While in relation databases, the matching is accomplished through managed keys (such as customer IDs), in graphs, the matching occurs through the combination of text, relationships, entity types, and attributes. This feature is effective in joining data across a diverse mix of systems. 

The Entity Reconciliation API has the ability to read data from source BigQuery tables given a set of entity types and files mapped to a standard schema. Then, the API performs knowledge extraction to convert the input relation data into RDF triples like a knowledge graph representation.

The next step the Google Entity Reconciliation engine takes is to build a graph to cluster entities into different groups since the entities in the same group are considered matched. The final step is to output the linking result to the BigQuery tables in the form of a new unique identifier column (MID). 

Conclusion

Why enterprise knowledge graph: because being data-driven is not enough, and by utilizing them, knowledge-driven organizations can act with full context and full confidence in their decision making process.

Real-world knowledge is situational, layered, and constantly changing, and these features represent the context that data is often missing. Knowledge graph turn data into machine-understandable knowledge and context to make smarter decisions, accelerate innovation, and enable secure data sharing. Additionally, enterprise knowledge graph is purpose-built tool for digital operations to store and analyze data and extract valuable information and new definitions.

FAQs

What Is Knowledge Graph?

A knowledge graph, also called a semantic network, represents a network of real-world entities, such as objects, events, situations, and concepts within an organization, and illustrates the meaning of these entities and the relationship between them.

How Knowledge Graph Work?

Knowledge graph generally comprises databases from various sources and typically differ in structure. The structure of diverse data is achieved with schemas, identities, and context work. Namely, schemas provide the framework for the knowledge graph, identities classify the underlying nodes, while the context determines the setting of the knowledge.

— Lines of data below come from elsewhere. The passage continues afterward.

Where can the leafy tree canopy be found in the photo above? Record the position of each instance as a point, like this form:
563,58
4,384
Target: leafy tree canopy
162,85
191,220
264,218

What Is Enterprise Knowledge Graph?

An enterprise knowledge graph is a metadata-centric platform that organizes siloed information into organizational knowledge and puts the information in context to make smarter decisions, accelerate innovation, and enable secure data sharing. The process involves consolidating, standardizing, and reconciling data efficiently and effectively.

What Are Enterprise Knowledge Graph Use Cases?

EKG use cases:
People and organizations
Connected Inventory
Metadata and data fabric
Risk and regulatory
Search and recommendation

What Is Entity Reconciliation API?

Entity reconciliation Application Programming Interface (API) is a lightweight, semantic clustering and deduplication service for tabular data. This AI-powered, self-standing API encompasses the Google core entity resolution engine. It helps data providers reconcile and join their data with multiple third-party datasets.